Au début du mois d'août, il a laissé entendre que les hésitations de M. Harper pourraient s'expliquer par le statut minoritaire de son gouvernement. Avant de lui accorder la majorité qu'il recherche, il vaudrait peut-être mieux s'assurer qu'il livrera la marchandise.
Dans son livre Harper's Team. Behind the Scenes in the Conservative Rise to Power, publié l'an dernier, le mentor du premier ministre canadien, Tom Flanagan, explique qu'il est très conscient de ce qui a causé la perte de Brian Mulroney. Certes, le PC avait balayé le Québec en 1984 et en 1988, mais M. Mulroney avait programmé sa propre chute en faisant naître des attentes auxquelles il était incapable de répondre. M. Charest peut témoigner que cette chute a été brutale.

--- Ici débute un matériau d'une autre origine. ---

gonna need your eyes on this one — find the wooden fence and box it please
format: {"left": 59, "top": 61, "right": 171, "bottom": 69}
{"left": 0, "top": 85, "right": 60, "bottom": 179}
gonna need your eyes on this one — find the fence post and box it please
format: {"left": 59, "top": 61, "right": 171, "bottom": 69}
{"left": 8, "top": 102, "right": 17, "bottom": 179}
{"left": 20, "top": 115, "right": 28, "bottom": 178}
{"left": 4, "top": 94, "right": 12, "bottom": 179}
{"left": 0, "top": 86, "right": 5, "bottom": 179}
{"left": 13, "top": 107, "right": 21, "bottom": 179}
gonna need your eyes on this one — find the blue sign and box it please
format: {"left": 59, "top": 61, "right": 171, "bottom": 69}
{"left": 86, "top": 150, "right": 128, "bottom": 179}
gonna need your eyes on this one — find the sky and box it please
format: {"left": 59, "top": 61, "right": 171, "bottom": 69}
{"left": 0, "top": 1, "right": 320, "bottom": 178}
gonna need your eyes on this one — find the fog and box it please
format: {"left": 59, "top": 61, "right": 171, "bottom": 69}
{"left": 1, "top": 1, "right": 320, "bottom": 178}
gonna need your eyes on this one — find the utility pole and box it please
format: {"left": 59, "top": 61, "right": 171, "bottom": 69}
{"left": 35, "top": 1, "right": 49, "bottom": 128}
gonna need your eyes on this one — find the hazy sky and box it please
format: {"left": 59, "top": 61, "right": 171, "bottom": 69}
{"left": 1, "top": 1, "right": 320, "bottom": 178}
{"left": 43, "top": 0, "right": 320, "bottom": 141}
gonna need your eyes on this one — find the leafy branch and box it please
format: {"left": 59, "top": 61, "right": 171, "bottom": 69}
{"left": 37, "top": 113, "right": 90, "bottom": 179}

Bien entendu, M. Harper souhaite remporter plus de sièges au Québec qu'en 2006, mais il ne veut pas d'une victoire à la Pyrrhus. Il n'entend pas seulement demeurer premier ministre, mais aussi jeter des bases permanentes, qui permettront au PC de remplacer le PLC comme parti naturel de gouvernement.
D'ailleurs, à en croire le dernier sondage Léger Marketing-Le Devoir-The Globe and Mail, M. Harper n'a peut-être pas besoin de prendre des engagements trop contraignants. À peine 5 % des électeurs disent voir dans la défense des intérêts du Québec un enjeu important dans la campagne qui s'amorce.
C'est là tout le drame du Bloc québécois, qui est considéré -- de loin -- comme le plus apte à s'acquitter d'une tâche qu'à peine un électeur sur vingt juge prioritaire. Ces temps-ci, il vaut mieux jouer de la trompette, quitte à échapper quelques fausses notes.